Phase 2: Information Collection (Due Diligence Step 1)
Operators must collect detailed information demonstrating that the products are deforestation-free and legally produced.
- Gather Supply Chain Data: Collect the trade name, type of product, quantity, and country of production.
- Obtain Geolocation Coordinates: Collect the exact geolocation coordinates (latitude and longitude) of all plots of land where the relevant commodities were produced. For plots larger than 4 hectares, polygons are required.
- Verify Deforestation-Free Status: Ensure the commodities were produced on land that was not subject to deforestation or forest degradation after the cutoff date of 31 December 2020.
- Verify Legality: Ensure production complies with the relevant legislation of the country of production (e.g., land use rights, environmental protection, labor rights, human rights).
Phase 3: Risk Assessment (Due Diligence Step 2)
- Assess the Risk: Use the collected information to assess whether there is a risk that the products are non-compliant.
- Check Country Benchmarking: Consider the risk level assigned to the country of production by the European Commission (high, standard, or low risk). Simplified due diligence applies to low-risk countries.

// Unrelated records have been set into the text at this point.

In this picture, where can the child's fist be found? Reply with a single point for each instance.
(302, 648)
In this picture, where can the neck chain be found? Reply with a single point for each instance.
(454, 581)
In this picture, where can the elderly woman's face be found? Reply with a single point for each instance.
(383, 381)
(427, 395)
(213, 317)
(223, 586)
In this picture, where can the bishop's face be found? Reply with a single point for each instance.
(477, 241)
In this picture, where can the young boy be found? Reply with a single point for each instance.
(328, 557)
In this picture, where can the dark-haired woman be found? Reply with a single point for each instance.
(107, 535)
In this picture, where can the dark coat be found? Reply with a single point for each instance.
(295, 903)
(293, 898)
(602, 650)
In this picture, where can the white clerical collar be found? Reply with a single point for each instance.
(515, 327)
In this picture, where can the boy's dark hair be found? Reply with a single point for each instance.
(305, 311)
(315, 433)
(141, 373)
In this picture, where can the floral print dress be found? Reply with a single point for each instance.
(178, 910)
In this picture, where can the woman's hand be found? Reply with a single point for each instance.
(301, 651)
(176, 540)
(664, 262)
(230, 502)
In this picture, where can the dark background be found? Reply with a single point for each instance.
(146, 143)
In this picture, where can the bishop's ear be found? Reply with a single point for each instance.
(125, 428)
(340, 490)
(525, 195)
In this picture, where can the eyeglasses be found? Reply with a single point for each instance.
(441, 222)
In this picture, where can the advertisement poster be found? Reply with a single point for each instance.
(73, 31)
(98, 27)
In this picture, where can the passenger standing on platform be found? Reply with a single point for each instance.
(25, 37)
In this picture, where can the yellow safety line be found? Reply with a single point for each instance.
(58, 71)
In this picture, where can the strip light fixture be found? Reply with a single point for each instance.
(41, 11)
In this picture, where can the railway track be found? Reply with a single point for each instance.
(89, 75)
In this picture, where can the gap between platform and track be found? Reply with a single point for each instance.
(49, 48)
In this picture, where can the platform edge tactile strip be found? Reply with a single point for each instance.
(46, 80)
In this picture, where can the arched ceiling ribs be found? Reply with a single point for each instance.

- Document the Assessment: Keep a verifiable record of the risk assessment process and conclusions.
Phase 4: Risk Mitigation (Due Diligence Step 3)
- Mitigate Identified Risks: If the risk assessment reveals a non-negligible risk, take adequate and proportionate mitigation measures (e.g., requesting additional information, independent audits, capacity building).
- No Placing on Market if Risk Remains: Do not place the product on the market if the risk cannot be mitigated to a negligible level.
Phase 5: Reporting and Record Keeping
- Submit Due Diligence Statement: Before placing the product on the market, submit a Due Diligence Statement to the Information System, confirming that no or only negligible risk was found.
- Provide Reference Numbers: Pass the reference number of the Due Diligence Statement down the supply chain to subsequent operators or traders.
- Keep Records: Maintain all due diligence records and statements for at least 5 years.